Zuch also suggests being upfront and transparent with employees about the business numbers. Employees already have an idea of what is going on and will appreciate the honesty.

Tough decisions

One of most difficult decisions for any business owner during a downturn is cutting key staff. A lot of those people may have been around for years and may be considered family, but it doesn’t do anybody any good if employees are retained too long and there’s no company around to support them when things do turn around.

“One of the mistakes I made during (the early days of the recession) was hanging onto a couple of key people for too long, just kind of betting on jobs coming in and that Pollyanna attitude,” explains Zuch. “I thought our longevity, our great reputation and our clientele, who largely were unaffected by what is going on in the economy, would keep us going. That was a huge mistake.”
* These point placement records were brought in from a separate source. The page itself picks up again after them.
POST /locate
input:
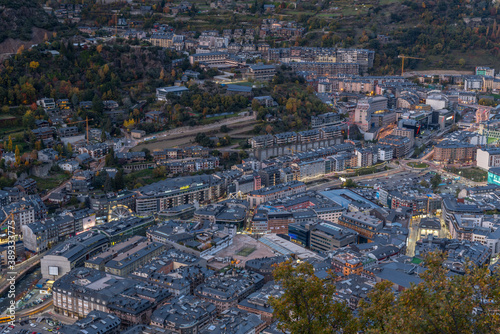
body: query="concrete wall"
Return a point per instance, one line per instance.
(267, 152)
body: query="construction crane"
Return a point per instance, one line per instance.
(403, 62)
(86, 120)
(292, 150)
(9, 217)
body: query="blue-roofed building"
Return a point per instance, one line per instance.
(72, 254)
(161, 93)
(238, 89)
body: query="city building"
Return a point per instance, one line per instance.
(228, 290)
(367, 226)
(83, 290)
(452, 151)
(257, 197)
(184, 315)
(488, 157)
(170, 193)
(71, 254)
(96, 322)
(326, 236)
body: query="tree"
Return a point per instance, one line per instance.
(119, 180)
(160, 171)
(34, 65)
(109, 160)
(108, 184)
(9, 145)
(18, 156)
(442, 303)
(74, 100)
(29, 120)
(436, 181)
(307, 305)
(97, 104)
(255, 105)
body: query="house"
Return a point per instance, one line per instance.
(130, 157)
(44, 133)
(155, 116)
(161, 93)
(110, 104)
(84, 159)
(96, 151)
(266, 101)
(9, 157)
(58, 198)
(239, 90)
(47, 155)
(46, 103)
(138, 134)
(85, 105)
(69, 165)
(41, 123)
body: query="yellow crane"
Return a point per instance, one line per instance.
(403, 57)
(292, 150)
(86, 120)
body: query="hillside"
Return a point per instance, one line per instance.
(449, 34)
(23, 22)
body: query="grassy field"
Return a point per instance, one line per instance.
(418, 164)
(238, 129)
(472, 173)
(246, 251)
(51, 181)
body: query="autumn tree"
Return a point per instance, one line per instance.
(18, 155)
(442, 303)
(308, 305)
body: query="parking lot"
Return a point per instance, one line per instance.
(36, 325)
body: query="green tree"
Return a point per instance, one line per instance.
(29, 120)
(18, 155)
(442, 303)
(307, 305)
(119, 183)
(110, 160)
(97, 104)
(74, 101)
(160, 171)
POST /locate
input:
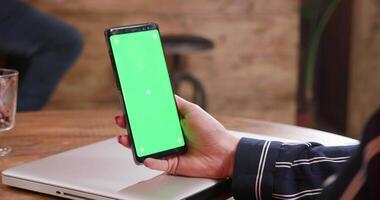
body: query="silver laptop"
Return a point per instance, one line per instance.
(106, 170)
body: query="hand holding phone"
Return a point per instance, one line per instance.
(146, 94)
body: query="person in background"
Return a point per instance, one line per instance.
(48, 46)
(273, 170)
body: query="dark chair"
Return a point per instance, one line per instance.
(178, 46)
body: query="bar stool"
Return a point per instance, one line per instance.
(177, 46)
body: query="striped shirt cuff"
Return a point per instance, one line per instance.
(254, 168)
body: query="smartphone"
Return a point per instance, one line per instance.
(146, 94)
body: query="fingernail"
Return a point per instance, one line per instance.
(117, 119)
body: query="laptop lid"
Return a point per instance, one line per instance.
(106, 170)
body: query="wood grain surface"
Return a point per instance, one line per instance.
(39, 134)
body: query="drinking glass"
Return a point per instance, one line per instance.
(8, 102)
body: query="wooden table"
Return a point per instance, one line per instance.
(39, 134)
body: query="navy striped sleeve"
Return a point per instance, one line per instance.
(275, 170)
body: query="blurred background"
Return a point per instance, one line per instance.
(314, 63)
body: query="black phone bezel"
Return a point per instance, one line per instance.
(130, 29)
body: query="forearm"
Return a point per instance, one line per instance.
(268, 169)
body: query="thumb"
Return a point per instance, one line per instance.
(169, 165)
(156, 164)
(183, 105)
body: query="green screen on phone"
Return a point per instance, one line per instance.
(146, 91)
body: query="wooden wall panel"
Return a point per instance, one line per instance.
(251, 71)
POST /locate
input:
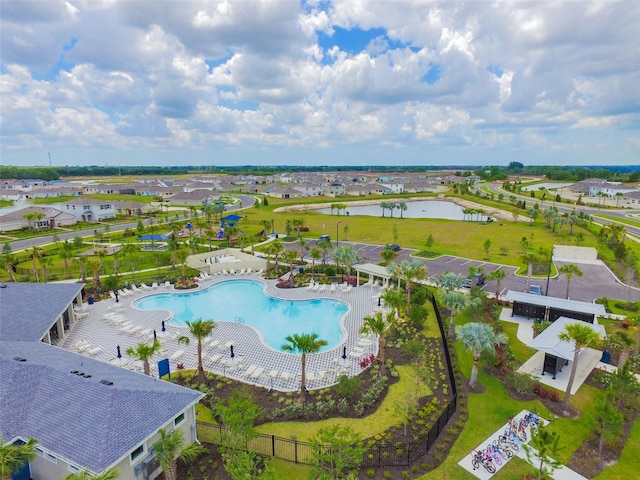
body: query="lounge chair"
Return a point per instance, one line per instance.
(177, 354)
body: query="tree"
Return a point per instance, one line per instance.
(143, 352)
(111, 474)
(450, 281)
(379, 325)
(570, 269)
(13, 457)
(338, 452)
(487, 247)
(396, 298)
(170, 448)
(582, 336)
(456, 302)
(478, 338)
(199, 329)
(539, 451)
(497, 275)
(409, 271)
(304, 343)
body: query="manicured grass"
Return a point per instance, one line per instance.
(626, 221)
(386, 416)
(521, 352)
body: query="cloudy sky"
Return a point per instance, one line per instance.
(354, 82)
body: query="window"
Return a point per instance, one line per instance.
(179, 419)
(137, 452)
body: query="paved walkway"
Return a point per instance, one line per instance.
(562, 473)
(273, 369)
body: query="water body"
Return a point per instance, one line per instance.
(245, 301)
(420, 209)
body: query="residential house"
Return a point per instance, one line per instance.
(52, 218)
(84, 414)
(88, 210)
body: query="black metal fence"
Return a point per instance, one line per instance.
(377, 455)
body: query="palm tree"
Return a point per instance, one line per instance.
(497, 275)
(570, 269)
(409, 271)
(396, 298)
(304, 343)
(111, 474)
(388, 255)
(13, 457)
(380, 325)
(170, 447)
(582, 336)
(143, 352)
(456, 302)
(450, 281)
(199, 329)
(477, 338)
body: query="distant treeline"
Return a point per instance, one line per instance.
(614, 173)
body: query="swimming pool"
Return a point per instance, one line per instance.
(246, 302)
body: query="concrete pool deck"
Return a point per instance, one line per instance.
(273, 369)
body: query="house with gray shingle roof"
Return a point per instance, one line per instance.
(85, 414)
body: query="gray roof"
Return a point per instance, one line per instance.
(28, 310)
(83, 421)
(554, 302)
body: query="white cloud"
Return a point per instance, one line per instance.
(503, 76)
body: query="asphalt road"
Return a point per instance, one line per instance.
(597, 280)
(246, 201)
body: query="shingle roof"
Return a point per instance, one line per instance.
(80, 419)
(28, 310)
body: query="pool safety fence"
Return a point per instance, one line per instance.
(375, 456)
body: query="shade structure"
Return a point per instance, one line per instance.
(549, 342)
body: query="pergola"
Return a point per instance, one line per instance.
(374, 271)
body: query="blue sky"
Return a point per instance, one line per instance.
(285, 82)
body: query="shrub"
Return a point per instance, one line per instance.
(348, 386)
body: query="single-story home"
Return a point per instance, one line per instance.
(84, 414)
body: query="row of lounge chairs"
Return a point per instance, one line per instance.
(320, 287)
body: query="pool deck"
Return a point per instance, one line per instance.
(254, 362)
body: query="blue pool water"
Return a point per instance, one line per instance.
(274, 319)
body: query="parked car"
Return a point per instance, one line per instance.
(481, 279)
(535, 289)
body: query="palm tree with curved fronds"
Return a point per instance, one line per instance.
(13, 457)
(582, 336)
(304, 343)
(170, 448)
(111, 474)
(379, 325)
(143, 352)
(497, 275)
(477, 338)
(570, 269)
(456, 302)
(409, 271)
(199, 329)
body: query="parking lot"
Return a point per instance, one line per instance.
(597, 280)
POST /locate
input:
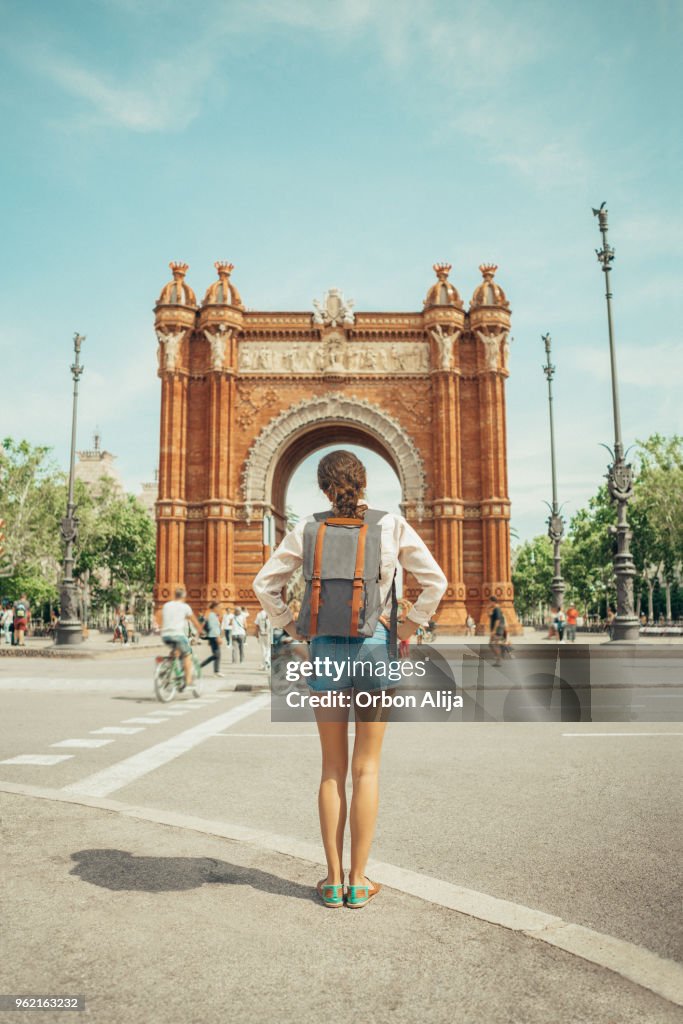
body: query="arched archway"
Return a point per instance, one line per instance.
(329, 419)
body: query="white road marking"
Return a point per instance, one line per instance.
(132, 768)
(593, 734)
(641, 966)
(117, 730)
(82, 742)
(37, 759)
(270, 735)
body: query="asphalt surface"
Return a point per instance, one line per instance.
(157, 923)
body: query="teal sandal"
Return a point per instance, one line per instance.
(357, 896)
(331, 895)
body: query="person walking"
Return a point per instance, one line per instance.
(571, 617)
(239, 636)
(403, 608)
(609, 622)
(6, 622)
(264, 634)
(226, 626)
(497, 629)
(342, 478)
(22, 619)
(212, 631)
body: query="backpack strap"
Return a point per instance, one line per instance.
(356, 596)
(373, 516)
(315, 579)
(393, 621)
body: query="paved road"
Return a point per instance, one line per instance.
(206, 913)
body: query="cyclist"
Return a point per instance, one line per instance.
(174, 617)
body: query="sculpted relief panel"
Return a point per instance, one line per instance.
(334, 354)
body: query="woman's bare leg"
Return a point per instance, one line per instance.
(332, 795)
(366, 775)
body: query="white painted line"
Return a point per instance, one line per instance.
(269, 735)
(127, 771)
(593, 734)
(117, 730)
(37, 759)
(82, 742)
(142, 721)
(644, 968)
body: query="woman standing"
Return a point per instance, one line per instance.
(239, 635)
(212, 630)
(342, 479)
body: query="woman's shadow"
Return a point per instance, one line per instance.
(120, 870)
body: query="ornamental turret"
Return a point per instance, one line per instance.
(443, 317)
(177, 292)
(220, 320)
(175, 313)
(442, 293)
(489, 322)
(222, 292)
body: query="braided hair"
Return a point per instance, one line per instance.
(342, 476)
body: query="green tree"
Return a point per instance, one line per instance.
(116, 539)
(531, 576)
(656, 513)
(31, 493)
(117, 543)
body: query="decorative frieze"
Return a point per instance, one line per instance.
(334, 353)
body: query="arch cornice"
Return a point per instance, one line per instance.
(276, 435)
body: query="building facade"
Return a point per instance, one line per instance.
(247, 395)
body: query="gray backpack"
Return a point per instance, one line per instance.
(341, 569)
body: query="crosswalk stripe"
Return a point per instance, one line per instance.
(36, 759)
(127, 771)
(82, 742)
(118, 730)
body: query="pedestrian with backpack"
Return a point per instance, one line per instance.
(22, 619)
(349, 555)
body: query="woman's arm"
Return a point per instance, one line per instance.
(269, 582)
(415, 556)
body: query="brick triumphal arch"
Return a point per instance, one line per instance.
(247, 394)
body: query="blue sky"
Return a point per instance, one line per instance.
(346, 143)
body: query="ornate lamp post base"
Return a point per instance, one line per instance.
(70, 629)
(69, 633)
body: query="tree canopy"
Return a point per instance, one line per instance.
(116, 541)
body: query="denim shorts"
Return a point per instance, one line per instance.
(358, 655)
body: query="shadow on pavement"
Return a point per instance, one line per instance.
(120, 870)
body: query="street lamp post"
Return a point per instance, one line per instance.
(555, 520)
(70, 630)
(620, 475)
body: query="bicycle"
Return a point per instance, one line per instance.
(170, 676)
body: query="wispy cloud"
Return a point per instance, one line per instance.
(157, 99)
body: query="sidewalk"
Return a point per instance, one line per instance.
(156, 923)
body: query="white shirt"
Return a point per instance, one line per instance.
(400, 545)
(239, 626)
(173, 617)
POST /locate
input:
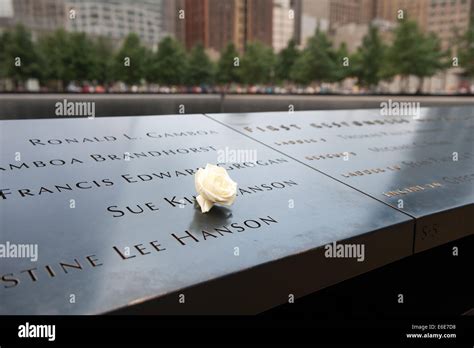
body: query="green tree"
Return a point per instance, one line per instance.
(130, 61)
(316, 63)
(285, 61)
(414, 53)
(200, 69)
(169, 65)
(227, 71)
(19, 56)
(466, 50)
(368, 62)
(257, 65)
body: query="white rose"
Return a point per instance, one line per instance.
(214, 185)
In 2009, another initiative on Capital Improvements’ agenda was to focus on producing every job at or under budget. Although it was difficult to handle the greater amount of jobs, Zuch told his crew that it was really important to make sure they controlled the job costs if the company was going to survive. The net result was that Capital Improvements did $1.1 million less in volume in 2009, but the gross profit was the same.

Utilizing resources

Remodelers should seek to tap into the outside resources or a third party who can help them through this process or to look at your company with a fresh set of eyes.

Certainly trade magazines are a great way to find information at no cost to the remodeler. In addition, being part of trade associations such as NARI is a great way to exchange information with contractors about what’s really going on in your market.

“Now more than ever, it’s important to be a part of something more than yourself,” says Zuch. “Join a trade association and business networks to share information amongst peers and keep your business running. We can’t afford to be out on an island by ourselves.”